A true MM strategy quotes both sides, does not use stops and has the ability to take on a position for a directional lean.
True. MMs operate as wholesalers... the "other side" of the (retail) trade. Combined with MM regs, such as ability to carry simultaneous short and long positions (for mostly indefinite periods of time) creating a NET position, the strategies allowed to be used can be significantly different with many more alternatives than the retail side.
They also have some significant limitations: the MM business is very low ROE compared to a prop desk, so they have be very careful with the pennies they spend. The obligations of market makers can sometimes be difficult. Do you really want to be quoting options as a stock's earnings are coming out and every hedge fund has the inside scoop?
Guys, thank you for all your replies but I would like to point out that this thread was created to dicuss a career in market making not strategies market maker may use (and will never disclose to outsider). Please let's stick to the topic of the thread and if needed create another thread with respect to the trading and risk management strategies a market maker is using.

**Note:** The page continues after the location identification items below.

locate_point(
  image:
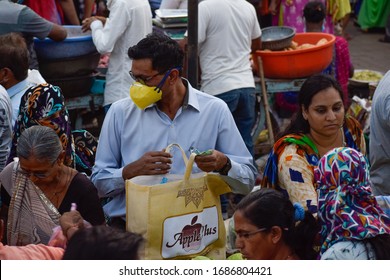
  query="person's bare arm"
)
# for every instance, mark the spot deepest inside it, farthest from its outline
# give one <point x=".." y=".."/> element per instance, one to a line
<point x="88" y="6"/>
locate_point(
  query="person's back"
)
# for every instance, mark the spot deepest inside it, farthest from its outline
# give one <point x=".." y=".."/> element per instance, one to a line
<point x="128" y="23"/>
<point x="19" y="18"/>
<point x="353" y="225"/>
<point x="228" y="31"/>
<point x="380" y="138"/>
<point x="5" y="126"/>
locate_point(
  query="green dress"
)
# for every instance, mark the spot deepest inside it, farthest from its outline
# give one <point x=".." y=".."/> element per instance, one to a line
<point x="373" y="13"/>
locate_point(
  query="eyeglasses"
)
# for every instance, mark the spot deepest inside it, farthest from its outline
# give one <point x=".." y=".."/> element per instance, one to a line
<point x="141" y="79"/>
<point x="247" y="235"/>
<point x="39" y="175"/>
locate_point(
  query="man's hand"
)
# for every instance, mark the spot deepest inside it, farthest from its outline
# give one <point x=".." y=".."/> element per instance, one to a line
<point x="86" y="24"/>
<point x="215" y="161"/>
<point x="151" y="163"/>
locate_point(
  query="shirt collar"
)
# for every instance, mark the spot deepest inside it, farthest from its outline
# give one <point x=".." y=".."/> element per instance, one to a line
<point x="21" y="86"/>
<point x="190" y="98"/>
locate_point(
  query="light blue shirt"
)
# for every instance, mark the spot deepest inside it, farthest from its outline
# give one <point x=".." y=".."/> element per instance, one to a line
<point x="128" y="132"/>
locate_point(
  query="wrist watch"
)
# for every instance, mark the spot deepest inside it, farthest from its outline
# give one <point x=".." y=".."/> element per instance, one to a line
<point x="225" y="169"/>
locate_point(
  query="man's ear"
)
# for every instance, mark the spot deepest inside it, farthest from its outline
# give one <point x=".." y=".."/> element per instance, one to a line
<point x="276" y="234"/>
<point x="174" y="75"/>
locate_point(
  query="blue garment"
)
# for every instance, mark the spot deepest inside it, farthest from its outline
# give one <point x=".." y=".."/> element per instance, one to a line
<point x="241" y="103"/>
<point x="128" y="132"/>
<point x="15" y="94"/>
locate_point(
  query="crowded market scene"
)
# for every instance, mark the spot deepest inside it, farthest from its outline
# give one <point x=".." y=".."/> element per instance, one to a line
<point x="195" y="130"/>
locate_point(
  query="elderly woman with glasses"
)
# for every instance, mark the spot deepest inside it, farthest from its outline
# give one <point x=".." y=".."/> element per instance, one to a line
<point x="38" y="188"/>
<point x="269" y="227"/>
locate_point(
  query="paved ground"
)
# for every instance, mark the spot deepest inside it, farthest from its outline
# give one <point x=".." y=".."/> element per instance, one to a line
<point x="366" y="51"/>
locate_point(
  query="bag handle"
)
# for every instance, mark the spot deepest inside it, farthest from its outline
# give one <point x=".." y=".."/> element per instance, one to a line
<point x="189" y="162"/>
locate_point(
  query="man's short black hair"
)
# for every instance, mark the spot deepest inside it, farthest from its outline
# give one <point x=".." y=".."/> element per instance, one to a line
<point x="164" y="52"/>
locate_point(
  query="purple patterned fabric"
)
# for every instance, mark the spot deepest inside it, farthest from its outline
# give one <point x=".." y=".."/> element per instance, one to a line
<point x="347" y="210"/>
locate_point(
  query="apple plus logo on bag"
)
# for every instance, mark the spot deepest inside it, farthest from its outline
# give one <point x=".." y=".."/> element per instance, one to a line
<point x="190" y="233"/>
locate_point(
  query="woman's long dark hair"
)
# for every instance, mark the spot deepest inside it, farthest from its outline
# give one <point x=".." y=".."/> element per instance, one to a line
<point x="309" y="89"/>
<point x="266" y="208"/>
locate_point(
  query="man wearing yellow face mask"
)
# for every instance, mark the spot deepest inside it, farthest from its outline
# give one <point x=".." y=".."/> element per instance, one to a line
<point x="164" y="109"/>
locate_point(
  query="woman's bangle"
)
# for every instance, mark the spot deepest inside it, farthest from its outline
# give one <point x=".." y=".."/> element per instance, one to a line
<point x="74" y="227"/>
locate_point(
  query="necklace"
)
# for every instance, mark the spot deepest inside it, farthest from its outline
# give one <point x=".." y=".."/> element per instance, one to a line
<point x="324" y="149"/>
<point x="58" y="195"/>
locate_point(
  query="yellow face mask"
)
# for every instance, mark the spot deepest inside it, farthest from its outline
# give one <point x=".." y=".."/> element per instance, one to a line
<point x="143" y="95"/>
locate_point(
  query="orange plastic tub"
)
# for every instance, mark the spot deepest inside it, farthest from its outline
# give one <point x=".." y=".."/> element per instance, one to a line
<point x="298" y="63"/>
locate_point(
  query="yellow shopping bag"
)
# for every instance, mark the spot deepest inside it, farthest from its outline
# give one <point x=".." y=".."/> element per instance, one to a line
<point x="181" y="218"/>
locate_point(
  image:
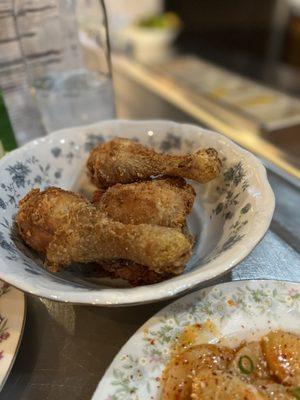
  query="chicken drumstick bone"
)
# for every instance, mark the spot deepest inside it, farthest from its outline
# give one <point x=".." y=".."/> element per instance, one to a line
<point x="124" y="161"/>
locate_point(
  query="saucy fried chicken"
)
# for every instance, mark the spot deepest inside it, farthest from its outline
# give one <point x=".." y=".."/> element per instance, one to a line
<point x="67" y="228"/>
<point x="164" y="202"/>
<point x="125" y="161"/>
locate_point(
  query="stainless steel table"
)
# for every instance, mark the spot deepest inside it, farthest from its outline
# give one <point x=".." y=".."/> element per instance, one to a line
<point x="66" y="349"/>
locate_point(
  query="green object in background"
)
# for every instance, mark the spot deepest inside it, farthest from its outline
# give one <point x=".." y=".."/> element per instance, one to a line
<point x="7" y="137"/>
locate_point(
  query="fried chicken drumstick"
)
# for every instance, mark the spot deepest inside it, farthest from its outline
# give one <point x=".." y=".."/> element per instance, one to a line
<point x="125" y="161"/>
<point x="68" y="228"/>
<point x="164" y="202"/>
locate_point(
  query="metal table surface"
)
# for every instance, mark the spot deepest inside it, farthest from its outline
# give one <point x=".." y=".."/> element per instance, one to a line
<point x="66" y="348"/>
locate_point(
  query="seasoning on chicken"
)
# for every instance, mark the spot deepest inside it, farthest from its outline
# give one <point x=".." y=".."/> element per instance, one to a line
<point x="125" y="161"/>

A) MMs **choose** (and pay associated fees for the right) which markets they MM in. B) MMs **set their price quote** based on their inventory (which suggests a strategy has been employed) and/or their expectation. Quoting away from the market is completely valid. C) Extremely unlikely a true MM operation makes individual decisions based on ROE. They have ability to be simultaneous long and short for a net position. Net flat is not the same as not having a position.

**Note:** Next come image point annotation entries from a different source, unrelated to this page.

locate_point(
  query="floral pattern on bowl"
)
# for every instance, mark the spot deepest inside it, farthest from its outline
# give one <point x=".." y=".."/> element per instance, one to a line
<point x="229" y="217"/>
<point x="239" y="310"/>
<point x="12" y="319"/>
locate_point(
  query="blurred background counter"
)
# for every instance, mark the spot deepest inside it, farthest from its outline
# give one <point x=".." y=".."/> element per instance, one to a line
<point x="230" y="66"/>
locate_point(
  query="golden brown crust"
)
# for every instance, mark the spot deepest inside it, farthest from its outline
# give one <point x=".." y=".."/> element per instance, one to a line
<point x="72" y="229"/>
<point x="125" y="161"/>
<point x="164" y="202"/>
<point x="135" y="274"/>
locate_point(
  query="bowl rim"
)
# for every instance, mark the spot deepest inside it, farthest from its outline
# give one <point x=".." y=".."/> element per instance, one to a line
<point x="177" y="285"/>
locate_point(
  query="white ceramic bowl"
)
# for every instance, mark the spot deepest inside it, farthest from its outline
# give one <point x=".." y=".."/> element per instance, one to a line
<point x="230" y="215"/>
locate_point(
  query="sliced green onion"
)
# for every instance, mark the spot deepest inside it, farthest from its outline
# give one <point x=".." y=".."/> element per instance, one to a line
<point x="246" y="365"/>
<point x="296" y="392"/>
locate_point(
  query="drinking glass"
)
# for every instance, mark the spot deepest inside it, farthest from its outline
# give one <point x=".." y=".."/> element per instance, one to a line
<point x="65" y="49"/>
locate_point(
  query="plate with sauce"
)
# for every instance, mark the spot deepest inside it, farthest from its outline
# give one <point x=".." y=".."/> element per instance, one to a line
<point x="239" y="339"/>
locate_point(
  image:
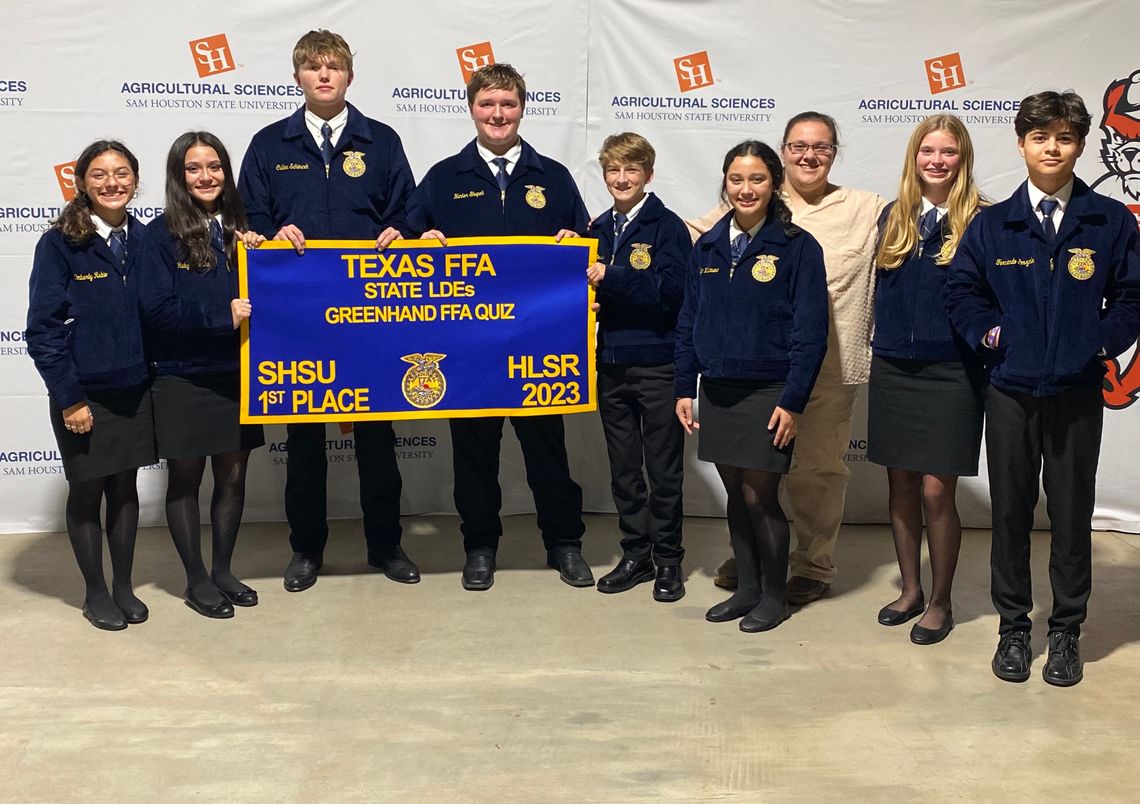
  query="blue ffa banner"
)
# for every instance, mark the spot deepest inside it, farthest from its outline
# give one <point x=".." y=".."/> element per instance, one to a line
<point x="481" y="326"/>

CME group doesn't have a designated market maker scheme, pretty sure ICE does for certain products (not 100% sure though). Difficult to say for sure who makes markets in specific products unless you work for said organizations (this information likely falls under firm specific trade secrets). Specifics vary from firm to firm. Each will require an undergrad degree at a minimum, keep in mind if you only meet the minimum academic requirements you better have some great extra curriculars and kill it on the interviews. Check out HTG (actively seeking OTC MM's) and DRW (HFT prop firm). If you're applying to be a junior trader/intern for an MM/HFT firm they expect a strong academic background in a quantitative/computer science related program. I'd recommend trading your own account and maintaining a track record as it demonstrates; initiative, genuine interest in trading, and risk taking (successful or otherwise). Be prepared for a tough screening exam from all of your target firms as well, tradertest.org is a good resource for the arithmetic portion of the exam but expect statistical, technical,and brain teaser type questions.